By Ologeh Joseph Chibu
A prominent Nigerian-British information security expert, Dr. Kingsley Aguoru, has raised concerns over Nigeria’s continued use of card PINs for online payments.
He described it as a significant security risk to Nigerian consumers.
He has petitioned the Central Bank of Nigeria (CBN) and the Economic and Financial Crimes Commission (EFCC) to address this urgent issue.
Dr. Aguoru, a Chartered Engineer and Director of Information Security with over 20 years of experience in financial technologies, is advocating for the CBN to ban card PIN usage for online transactions altogether. He highlighted the security risks inherent in the current system, which exposes Nigerian consumers to cyber threats such as phishing, keylogging, and man-in-the-middle attacks.
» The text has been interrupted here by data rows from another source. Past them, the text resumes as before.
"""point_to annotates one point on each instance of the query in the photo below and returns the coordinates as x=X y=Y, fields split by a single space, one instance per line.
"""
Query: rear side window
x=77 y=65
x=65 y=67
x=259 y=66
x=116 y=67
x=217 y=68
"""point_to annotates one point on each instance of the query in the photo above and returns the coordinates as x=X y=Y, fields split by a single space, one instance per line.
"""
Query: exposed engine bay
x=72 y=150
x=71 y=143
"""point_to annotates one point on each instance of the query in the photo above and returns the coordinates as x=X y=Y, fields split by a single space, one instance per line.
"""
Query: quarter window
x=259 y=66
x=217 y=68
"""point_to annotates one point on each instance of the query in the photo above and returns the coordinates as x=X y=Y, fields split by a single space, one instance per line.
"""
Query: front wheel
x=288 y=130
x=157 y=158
In his petition, titled “Urgent Call to Ban Card PIN Usage for Online Payments in Nigeria”, Dr. Aguoru emphasized that Nigerian payment platforms like Paystack, Flutterwave, and Interswitch are still requiring card PINs for online transactions, a practice that has largely been phased out internationally.
PINs were designed specifically for ATM and POS transactions, where secure encryption protects users, he explained.
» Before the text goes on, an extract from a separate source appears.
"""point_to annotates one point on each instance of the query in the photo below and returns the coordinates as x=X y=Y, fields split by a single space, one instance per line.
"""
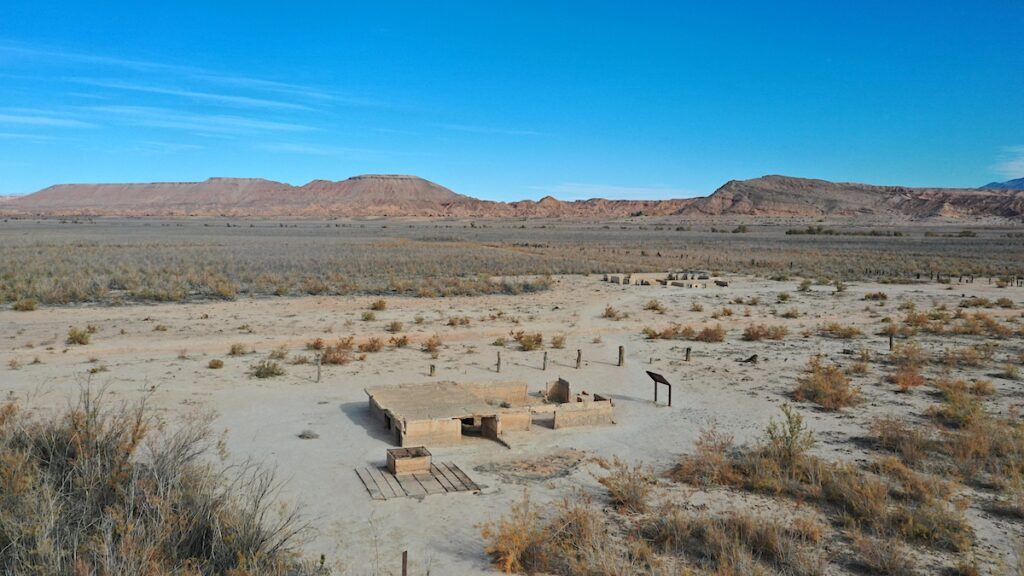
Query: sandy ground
x=262 y=418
Using PINs for online transactions leaves consumers open to various cyber threats, this could be mitigated by adopting more secure measures.
Dr. Aguoru, recognized for pioneering one-time passwords (OTPs) for card-not-present transactions, also argued that Nigerian consumers should rely solely on OTPs or multi-factor authentication (MFA) for online payments, rather than the outdated combination of OTPs and card PINs.
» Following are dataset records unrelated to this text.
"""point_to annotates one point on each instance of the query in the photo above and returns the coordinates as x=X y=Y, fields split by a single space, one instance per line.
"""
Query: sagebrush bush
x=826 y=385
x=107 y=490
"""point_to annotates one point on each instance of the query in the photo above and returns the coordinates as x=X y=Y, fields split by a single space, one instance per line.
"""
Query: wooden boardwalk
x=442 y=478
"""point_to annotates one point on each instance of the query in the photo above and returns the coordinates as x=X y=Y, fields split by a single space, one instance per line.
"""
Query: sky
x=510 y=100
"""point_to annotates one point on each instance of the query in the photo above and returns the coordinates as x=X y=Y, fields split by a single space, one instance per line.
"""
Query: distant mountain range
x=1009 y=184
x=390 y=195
“Combining OTPs with card PINs is unnecessary and risky. Instead, customers should be provided with secure alternatives, such as hardware card readers that generate OTPs independently,” he suggested.
In urging immediate action, Dr. Aguoru called on the CBN to prohibit web-based PIN entry for card payments and to enforce OTP or MFA as standard for all payment providers. “These measures are essential for aligning Nigeria’s payment systems with global standards and reducing the security risks facing Nigerian consumers,” he concluded.